The man was taken into custody on Thursday last week after an investigation by the Federation Against Copyright Theft (FACT) and the local trading standards office. Initial reports from FACT said he had been arrested for "offences relating to the facilitation of copyright infringement on the Internet".
TV-links, by all accounts, was (it is no more) a place where users could post links to content from TV shows, movies and so on, so that other web users could view them. The site didn't host the material directly, but did, according to reports, embed some video clips.
The man has not been charged with any offence, and has been released pending further investigation.
According to legal experts, the revelation that the 26 year-old was arrested under trademark law adds further uncertainty to an already cutting edge legal situation.
"I've never heard of using trademarks law for anything like this,"said Struan Robertson, legal eagle at Pinsent Masons, and editor of Out-Law.com.
"There are criminal provisions in the Trade Marks Act, but they are intended to catch the sale of counterfeit goods, not the supply of a service. I'd be surprised if the provision of links was found to be a criminal offence under the Trade Marks Act."
Indeed, section 92 is very clear that:
"A person does not commit an offence under this section unless- (a) the goods are goods in respect of which the trade mark is registered, or (b) the trade mark has a reputation in the United Kingdom and the use of the sign takes or would take unfair advantage of, or is or would be detrimental to, the distinctive character or the repute of the trade mark."
There has been no suggestion (so far) that TV-Links was involved in anything other than providing access, via web links, to copyrighted material.

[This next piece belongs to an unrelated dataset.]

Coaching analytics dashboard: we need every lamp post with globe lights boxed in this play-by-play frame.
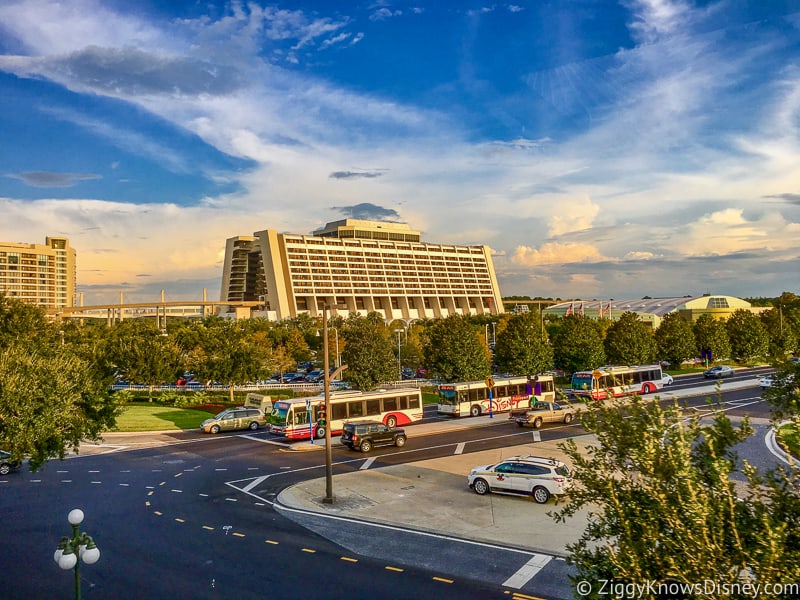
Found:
[53,508,100,600]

Robertson speculated that they'd have a better chance of bringing a case for copyright offenses, but even that would be on new legal ground.
"They'd have to show that he was distributing or communicating copyrighted works. And that is a legal argument to be had between the prosecution and defence. It sounds like they are trying to crow-bar activity that looks wrong into laws that aren't really designed to deal with it," he told us.